Breck was born off Hong Kong at sea in 1860, the son of a US naval officer. Returning to the United States, he grew up in Newton, Massachusetts, where he attended the Governor’s Academy for a year before matriculating from St. Mark's School in 1877. Following his graduation, the young artist studied painting at the Royal Academy of Fine Arts in Munich. Breck returned to Boston in 1882 and spent the next part of his career painting in New England.

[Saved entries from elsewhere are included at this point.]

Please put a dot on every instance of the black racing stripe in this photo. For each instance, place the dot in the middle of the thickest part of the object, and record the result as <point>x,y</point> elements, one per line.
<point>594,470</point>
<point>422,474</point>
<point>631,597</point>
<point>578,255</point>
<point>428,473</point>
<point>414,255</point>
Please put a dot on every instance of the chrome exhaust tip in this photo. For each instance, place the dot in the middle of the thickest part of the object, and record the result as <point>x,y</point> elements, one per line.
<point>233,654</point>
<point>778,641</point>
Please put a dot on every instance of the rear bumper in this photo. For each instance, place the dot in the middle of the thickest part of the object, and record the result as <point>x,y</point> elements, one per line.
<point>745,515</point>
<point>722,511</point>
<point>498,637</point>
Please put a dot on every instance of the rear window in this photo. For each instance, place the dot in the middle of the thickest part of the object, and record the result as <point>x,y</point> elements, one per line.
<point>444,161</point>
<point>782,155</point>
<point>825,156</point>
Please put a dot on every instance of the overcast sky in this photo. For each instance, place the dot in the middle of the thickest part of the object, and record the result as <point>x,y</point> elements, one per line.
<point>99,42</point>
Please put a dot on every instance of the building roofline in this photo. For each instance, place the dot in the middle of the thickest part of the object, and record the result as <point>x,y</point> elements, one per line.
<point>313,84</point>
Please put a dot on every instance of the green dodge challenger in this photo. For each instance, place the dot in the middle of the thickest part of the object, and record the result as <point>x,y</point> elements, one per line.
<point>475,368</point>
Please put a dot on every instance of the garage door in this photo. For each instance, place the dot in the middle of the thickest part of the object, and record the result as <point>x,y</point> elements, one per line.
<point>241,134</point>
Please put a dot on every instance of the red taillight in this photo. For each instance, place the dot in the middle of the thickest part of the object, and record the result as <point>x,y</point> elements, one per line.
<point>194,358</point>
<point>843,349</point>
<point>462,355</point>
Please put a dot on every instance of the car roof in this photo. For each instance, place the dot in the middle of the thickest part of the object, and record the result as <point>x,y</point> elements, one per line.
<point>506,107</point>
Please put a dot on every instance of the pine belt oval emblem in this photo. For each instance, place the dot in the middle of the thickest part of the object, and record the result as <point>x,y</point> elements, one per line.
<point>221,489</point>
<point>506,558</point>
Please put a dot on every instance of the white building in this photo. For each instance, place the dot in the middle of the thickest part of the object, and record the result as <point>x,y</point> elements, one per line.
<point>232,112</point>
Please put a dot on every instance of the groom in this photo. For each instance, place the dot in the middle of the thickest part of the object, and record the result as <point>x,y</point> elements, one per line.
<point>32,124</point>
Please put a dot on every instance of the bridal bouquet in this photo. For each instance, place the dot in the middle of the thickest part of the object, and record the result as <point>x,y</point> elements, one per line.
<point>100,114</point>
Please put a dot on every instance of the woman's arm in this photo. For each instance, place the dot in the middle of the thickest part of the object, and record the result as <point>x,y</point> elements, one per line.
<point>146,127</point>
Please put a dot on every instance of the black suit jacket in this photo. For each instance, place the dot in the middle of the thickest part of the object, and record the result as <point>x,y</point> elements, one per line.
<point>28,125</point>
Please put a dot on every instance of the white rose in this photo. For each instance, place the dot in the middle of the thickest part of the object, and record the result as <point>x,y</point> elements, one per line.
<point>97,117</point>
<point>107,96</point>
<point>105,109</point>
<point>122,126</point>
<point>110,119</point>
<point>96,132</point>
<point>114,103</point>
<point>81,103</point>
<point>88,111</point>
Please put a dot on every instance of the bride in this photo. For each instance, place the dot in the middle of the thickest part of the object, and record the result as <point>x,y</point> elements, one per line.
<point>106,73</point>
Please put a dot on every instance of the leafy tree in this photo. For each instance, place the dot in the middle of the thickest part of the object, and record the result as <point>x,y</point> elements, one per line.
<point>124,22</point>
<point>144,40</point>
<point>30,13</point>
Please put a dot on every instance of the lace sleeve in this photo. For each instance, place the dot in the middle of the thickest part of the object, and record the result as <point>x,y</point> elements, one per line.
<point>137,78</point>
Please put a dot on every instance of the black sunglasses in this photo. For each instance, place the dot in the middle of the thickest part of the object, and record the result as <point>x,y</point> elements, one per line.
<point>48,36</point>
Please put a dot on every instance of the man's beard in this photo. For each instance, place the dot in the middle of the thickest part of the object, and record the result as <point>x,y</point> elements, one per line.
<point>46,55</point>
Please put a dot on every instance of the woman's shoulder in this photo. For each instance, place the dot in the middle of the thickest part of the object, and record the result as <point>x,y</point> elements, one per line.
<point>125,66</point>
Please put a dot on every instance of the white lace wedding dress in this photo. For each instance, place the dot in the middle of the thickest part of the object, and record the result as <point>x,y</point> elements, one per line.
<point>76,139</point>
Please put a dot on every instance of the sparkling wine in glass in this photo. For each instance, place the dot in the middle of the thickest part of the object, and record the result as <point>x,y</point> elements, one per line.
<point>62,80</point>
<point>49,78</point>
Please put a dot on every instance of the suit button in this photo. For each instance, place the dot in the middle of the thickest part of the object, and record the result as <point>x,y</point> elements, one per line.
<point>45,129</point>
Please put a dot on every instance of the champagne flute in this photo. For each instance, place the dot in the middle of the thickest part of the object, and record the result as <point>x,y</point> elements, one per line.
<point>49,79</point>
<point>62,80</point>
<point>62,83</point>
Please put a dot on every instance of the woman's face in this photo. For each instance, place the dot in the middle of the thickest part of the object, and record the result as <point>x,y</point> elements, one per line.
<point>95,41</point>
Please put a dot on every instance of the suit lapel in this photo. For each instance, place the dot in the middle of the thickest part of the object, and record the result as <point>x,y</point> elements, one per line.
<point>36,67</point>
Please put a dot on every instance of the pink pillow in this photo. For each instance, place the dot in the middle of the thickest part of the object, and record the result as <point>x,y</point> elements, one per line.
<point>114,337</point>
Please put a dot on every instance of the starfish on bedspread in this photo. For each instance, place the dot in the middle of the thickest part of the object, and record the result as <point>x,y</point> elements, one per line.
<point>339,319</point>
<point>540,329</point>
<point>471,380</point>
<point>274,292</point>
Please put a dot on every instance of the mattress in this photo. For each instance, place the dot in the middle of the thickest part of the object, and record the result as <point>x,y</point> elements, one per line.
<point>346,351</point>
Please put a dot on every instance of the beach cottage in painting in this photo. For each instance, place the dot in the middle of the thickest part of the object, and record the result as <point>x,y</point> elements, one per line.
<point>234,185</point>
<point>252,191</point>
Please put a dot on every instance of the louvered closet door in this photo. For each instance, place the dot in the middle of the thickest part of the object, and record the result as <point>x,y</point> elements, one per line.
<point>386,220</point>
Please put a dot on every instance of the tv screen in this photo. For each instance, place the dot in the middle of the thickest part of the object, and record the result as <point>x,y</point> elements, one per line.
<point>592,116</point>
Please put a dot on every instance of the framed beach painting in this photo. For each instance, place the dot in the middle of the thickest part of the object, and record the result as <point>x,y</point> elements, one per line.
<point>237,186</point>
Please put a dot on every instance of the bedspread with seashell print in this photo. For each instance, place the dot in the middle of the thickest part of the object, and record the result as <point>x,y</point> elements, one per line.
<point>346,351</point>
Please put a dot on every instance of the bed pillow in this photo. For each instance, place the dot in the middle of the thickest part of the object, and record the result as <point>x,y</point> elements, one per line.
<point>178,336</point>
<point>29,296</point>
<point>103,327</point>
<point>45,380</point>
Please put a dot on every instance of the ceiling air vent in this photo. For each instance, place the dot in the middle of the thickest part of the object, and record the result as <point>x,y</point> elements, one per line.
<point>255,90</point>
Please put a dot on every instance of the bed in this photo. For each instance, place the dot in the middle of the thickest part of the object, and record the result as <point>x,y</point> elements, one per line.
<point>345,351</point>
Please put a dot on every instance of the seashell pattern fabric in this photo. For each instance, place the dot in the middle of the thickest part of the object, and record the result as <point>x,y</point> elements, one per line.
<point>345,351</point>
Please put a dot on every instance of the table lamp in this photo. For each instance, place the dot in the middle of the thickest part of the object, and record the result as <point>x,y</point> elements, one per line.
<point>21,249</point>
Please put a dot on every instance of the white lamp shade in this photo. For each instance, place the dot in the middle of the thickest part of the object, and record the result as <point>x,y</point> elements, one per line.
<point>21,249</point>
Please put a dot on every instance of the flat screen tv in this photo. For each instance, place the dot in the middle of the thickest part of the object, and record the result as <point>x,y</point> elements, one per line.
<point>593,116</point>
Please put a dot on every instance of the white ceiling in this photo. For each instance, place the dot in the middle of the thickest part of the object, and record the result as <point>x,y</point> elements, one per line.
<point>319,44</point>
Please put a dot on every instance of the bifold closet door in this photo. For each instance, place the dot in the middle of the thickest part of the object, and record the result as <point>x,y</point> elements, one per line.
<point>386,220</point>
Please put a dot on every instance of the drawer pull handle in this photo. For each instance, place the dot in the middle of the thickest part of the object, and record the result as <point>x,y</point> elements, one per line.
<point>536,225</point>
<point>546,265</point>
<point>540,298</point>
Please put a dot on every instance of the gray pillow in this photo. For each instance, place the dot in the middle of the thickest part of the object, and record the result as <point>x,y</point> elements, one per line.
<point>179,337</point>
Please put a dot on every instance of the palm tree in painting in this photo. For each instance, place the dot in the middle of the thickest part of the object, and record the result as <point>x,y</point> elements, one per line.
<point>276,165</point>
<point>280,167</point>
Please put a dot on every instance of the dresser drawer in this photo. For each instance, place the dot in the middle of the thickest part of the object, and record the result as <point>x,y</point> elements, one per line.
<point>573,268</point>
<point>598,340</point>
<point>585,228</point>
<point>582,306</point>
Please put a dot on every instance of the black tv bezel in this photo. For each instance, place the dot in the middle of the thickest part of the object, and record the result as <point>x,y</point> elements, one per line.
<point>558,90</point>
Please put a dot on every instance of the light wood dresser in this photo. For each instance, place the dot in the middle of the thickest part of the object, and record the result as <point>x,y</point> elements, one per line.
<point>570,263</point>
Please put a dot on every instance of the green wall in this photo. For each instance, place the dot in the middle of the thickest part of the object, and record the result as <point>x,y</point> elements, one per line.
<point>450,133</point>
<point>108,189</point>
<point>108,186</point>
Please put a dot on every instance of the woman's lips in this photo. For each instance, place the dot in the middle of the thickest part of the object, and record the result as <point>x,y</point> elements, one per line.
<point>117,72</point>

In 1886, John Leslie Breck returned to Europe to study in Paris at the Académie Julian. While at school, Breck established many connections that would impact his artistic style. He studied under Gustave Boulanger and Jules-Joseph Lefebvre, and met some fellow American artists studying abroad. In 1887 Breck, along with fellow American artists Willard Metcalf and Theodore Robinson, traveled to Giverny, France, home of the impressionist master Claude Monet, where he was befriended by Claude Monet. Breck introduced Impressionism to the United States in 1890.

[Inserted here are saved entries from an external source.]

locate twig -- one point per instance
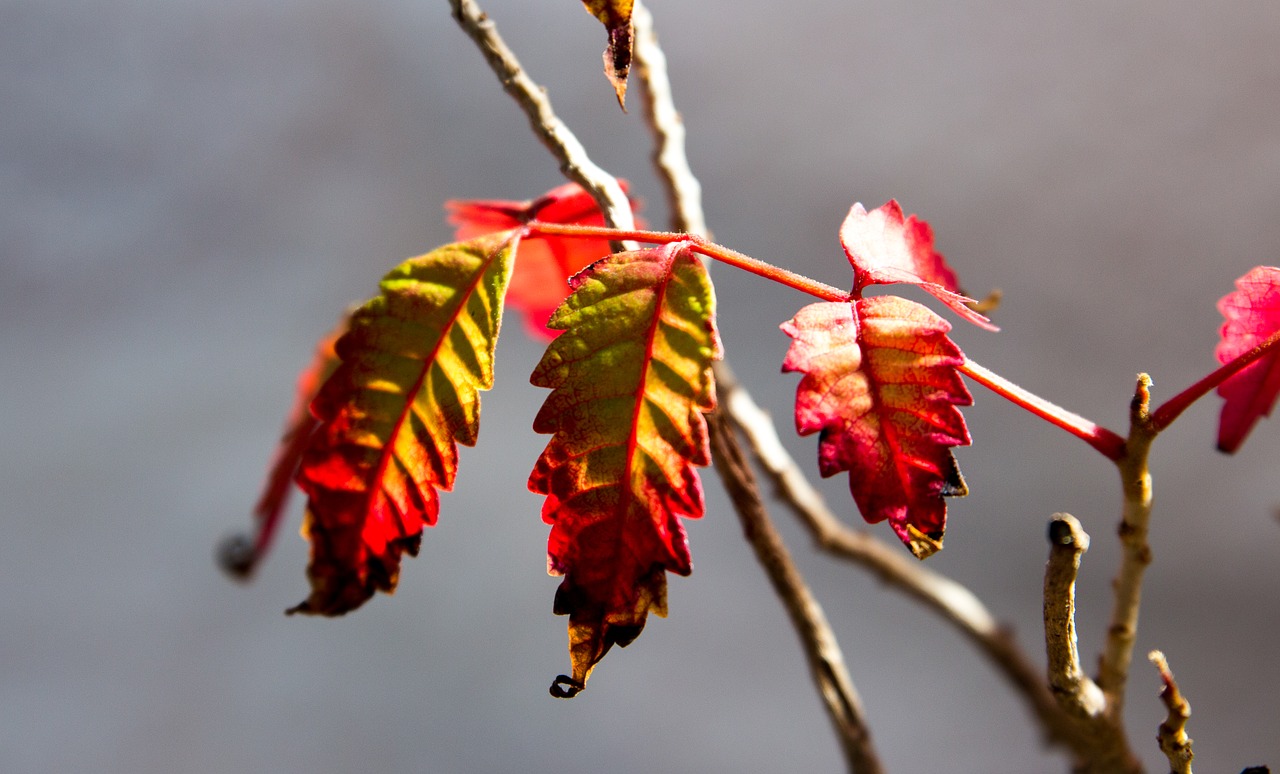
(945, 596)
(826, 662)
(955, 603)
(547, 126)
(1171, 734)
(1078, 695)
(684, 191)
(1136, 481)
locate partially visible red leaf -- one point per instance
(616, 17)
(885, 248)
(241, 554)
(630, 381)
(543, 264)
(881, 385)
(1252, 315)
(393, 412)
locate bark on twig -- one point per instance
(1074, 691)
(684, 191)
(547, 126)
(826, 662)
(1171, 733)
(1136, 481)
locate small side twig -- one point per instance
(547, 126)
(945, 596)
(826, 660)
(1078, 695)
(1136, 517)
(1171, 734)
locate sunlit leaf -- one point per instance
(885, 248)
(539, 282)
(630, 381)
(1252, 315)
(393, 412)
(881, 387)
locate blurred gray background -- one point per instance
(191, 192)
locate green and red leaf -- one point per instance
(881, 387)
(539, 282)
(886, 248)
(392, 413)
(630, 383)
(1252, 316)
(616, 17)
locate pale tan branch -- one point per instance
(1074, 691)
(547, 126)
(1171, 734)
(1136, 517)
(684, 191)
(826, 660)
(942, 595)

Breck by then had already absorbed both the formal aspects of Dutch Mastery. At Giverny he learned and adopted Monet's Impressionist style and techniques.

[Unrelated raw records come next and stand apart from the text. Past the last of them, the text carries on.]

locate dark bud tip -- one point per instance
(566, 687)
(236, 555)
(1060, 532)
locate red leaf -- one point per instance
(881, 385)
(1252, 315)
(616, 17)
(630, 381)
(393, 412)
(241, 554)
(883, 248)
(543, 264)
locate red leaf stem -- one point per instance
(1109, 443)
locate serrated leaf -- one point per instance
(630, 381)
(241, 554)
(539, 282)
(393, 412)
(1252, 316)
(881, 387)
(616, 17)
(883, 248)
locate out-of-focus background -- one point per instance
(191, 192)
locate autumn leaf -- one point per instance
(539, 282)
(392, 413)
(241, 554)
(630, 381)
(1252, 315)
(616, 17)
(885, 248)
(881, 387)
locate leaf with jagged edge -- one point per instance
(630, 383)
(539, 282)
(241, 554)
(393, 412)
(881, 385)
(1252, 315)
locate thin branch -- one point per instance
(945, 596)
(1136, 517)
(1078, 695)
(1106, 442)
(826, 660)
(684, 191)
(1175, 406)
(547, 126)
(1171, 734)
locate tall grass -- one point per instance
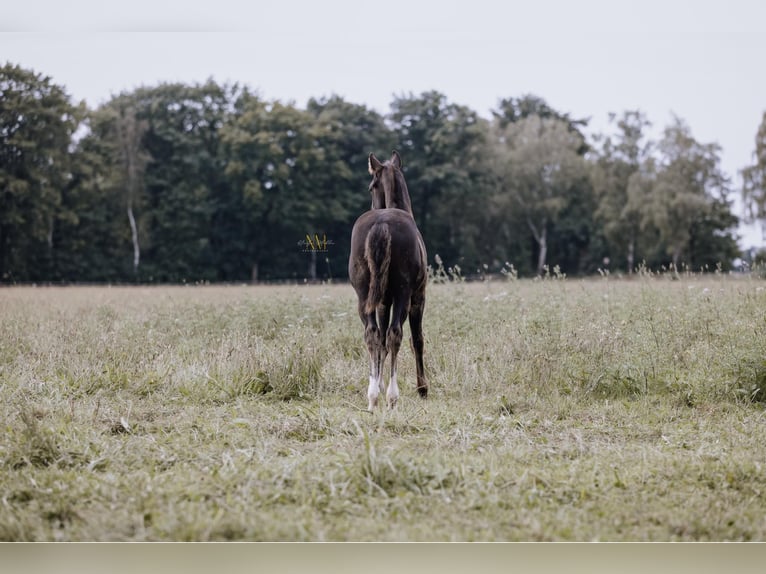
(560, 409)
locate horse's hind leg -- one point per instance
(393, 343)
(373, 339)
(384, 318)
(416, 328)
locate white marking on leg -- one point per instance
(392, 395)
(372, 393)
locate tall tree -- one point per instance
(538, 169)
(37, 124)
(616, 179)
(273, 163)
(688, 185)
(346, 133)
(754, 176)
(441, 145)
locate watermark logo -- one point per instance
(315, 243)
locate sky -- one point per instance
(699, 60)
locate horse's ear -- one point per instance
(373, 164)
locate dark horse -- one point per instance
(387, 268)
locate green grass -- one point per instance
(559, 409)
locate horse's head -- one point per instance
(388, 188)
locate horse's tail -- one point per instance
(377, 252)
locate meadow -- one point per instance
(560, 409)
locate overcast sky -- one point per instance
(702, 60)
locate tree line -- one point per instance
(212, 182)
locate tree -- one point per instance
(442, 147)
(617, 179)
(37, 124)
(539, 170)
(688, 185)
(512, 110)
(754, 176)
(274, 162)
(346, 133)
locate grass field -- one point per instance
(560, 409)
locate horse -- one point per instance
(387, 268)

Despite some success exhibiting in the Salon in 1888 and 1889, Breck left Paris after breaking up with Monet’s stepdaughter, Blanche Hoschédé-Monet.

== Legacy ==

Upon his return to Boston in 1890 he exhibited at the St. Botolph Club in 1890. At that show, and with his remaining paintings of the period, one can note that the atmospheric perspective and vibrant colors of his landscapes of Massachusetts, Giverny, and Venice demonstrate not only his great talent as a landscape artist but his integration into the great artistic movement of Impressionism. He died in 1899.

There is a notable 1891 portrait of Breck in France by his friend James Carroll Beckwith on permanent exhibition at the National Gallery of Art, in Washington, D.C.

The John Leslie Breck fund, a legacy of the artist's estate, at St. Mark's School continues to support the fine arts there.